MIASTO
Składowisko przy Krakowskiej będzie uprzątnięte w przyszłym tygodniu? Miasto będzie chciało zwrotu pieniędzy
Najprawdopodobniej w środę teren dawnej Agromy ma zostać ostatecznie oczyszczony z niebezpiecznych substancji. Z tego miejsca pozbyto się do tej pory tysiąc ton trujących i żrących substancji. Koszt całej operacji to prawie 5,5 miliona złotych, które miasto będzie chciało wyegzekwować od właściciela składowiska.
Na miejscu pozostały jeszcze 32 tony odpadów, ze względu na niedoszacowanie ich ilości przez miasto. Na dalszą część prac potrzebne były jednak dodatkowe środki. Kieleccy radni przekazali na ten cel 132 tysiące złotych. Wywiezienie odpadów jest jednak dość skomplikowane ze względu na to, że stanowią je chlorowce organiczne, które są trudne do utylizacji.

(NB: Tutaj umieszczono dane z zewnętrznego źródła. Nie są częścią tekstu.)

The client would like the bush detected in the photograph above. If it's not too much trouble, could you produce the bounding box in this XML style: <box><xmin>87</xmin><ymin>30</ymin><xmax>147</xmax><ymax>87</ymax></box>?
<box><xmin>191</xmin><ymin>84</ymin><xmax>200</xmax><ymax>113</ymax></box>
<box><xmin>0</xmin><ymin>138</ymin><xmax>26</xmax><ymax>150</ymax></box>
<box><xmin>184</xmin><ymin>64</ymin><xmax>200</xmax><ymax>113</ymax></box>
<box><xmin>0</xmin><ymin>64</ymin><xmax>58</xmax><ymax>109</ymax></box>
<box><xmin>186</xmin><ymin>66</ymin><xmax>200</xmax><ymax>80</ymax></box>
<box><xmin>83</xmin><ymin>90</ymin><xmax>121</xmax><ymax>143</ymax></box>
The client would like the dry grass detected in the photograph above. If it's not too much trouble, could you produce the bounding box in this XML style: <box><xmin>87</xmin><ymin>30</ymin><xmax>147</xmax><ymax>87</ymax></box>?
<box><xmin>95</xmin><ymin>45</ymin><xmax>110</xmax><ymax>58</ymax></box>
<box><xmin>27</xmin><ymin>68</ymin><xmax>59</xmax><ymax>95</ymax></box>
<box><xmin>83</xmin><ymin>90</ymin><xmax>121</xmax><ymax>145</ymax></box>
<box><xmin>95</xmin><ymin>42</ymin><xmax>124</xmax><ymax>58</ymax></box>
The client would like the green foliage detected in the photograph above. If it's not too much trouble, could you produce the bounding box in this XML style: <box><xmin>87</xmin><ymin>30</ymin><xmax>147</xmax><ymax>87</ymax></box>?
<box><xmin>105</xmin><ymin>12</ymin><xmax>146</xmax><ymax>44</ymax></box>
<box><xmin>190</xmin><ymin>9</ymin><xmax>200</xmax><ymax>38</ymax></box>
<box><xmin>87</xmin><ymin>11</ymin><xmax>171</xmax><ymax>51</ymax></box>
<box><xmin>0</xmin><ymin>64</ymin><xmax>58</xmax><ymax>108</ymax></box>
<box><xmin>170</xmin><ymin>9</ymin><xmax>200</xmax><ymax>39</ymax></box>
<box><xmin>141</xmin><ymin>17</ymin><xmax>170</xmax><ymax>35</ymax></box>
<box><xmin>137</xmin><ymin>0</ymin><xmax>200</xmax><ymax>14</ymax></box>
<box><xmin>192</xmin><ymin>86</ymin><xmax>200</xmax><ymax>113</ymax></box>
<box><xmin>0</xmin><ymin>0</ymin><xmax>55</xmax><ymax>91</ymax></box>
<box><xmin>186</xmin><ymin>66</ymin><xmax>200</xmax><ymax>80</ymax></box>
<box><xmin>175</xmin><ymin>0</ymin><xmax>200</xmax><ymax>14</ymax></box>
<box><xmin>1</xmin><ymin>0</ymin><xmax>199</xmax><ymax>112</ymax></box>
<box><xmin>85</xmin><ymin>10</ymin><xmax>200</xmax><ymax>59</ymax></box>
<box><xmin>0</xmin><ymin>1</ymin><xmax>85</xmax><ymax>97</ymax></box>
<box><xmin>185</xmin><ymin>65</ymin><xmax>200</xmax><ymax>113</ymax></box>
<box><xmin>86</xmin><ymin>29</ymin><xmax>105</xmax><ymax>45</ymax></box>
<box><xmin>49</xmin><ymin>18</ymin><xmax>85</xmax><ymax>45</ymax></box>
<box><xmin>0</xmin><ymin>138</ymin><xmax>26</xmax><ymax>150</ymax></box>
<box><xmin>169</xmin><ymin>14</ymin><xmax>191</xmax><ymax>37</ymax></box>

– Mam nadzieję, że w środę przyjedzie cysterna i przepompuje zalegające tam kwasy. Jeśli tak się stanie, nie będziemy musieli płacić Straży Miejskiej, aby monitorowała ten teren. Zależy nam na czasie, również ze względu na kwestię egzekucji środków poniesionych przez nas w związku z uprzątnięciem tego miejsca – przyznaje Agata Binkowska, dyrektor Wydziału Gospodarki Komunalnej i Środowiska w kieleckim Urzędzie Miasta.
Wspomniana kwota nie jest mała. Chodzi o prawie 5,5 miliona złotych, które zostały przekazane na zastępczy proces oczyszczenia terenu dawnej Agromy. Oznacza to, że miasto będzie domagało się od właściciela składowiska rekompensaty. – Postaramy się uzyskać ją w ramach postępowania administracyjnego, razem z Urzędem Skarbowym. Na szczęście mamy co zająć, ponieważ właściciel dysponuje pewnymi nieruchomościami – informuje dyrektor Binkowska.
Przypomnijmy, że właścicielem spółki odpowiedzialnej za składowisko jest były wójt Piekoszowa Tadeusz D., który znajduje się obecnie w areszcie. Jest on również świadkiem w sprawie nielegalnych składowisk w Nowinach, a jego powiązania z mafią śmieciową bada prokuratura.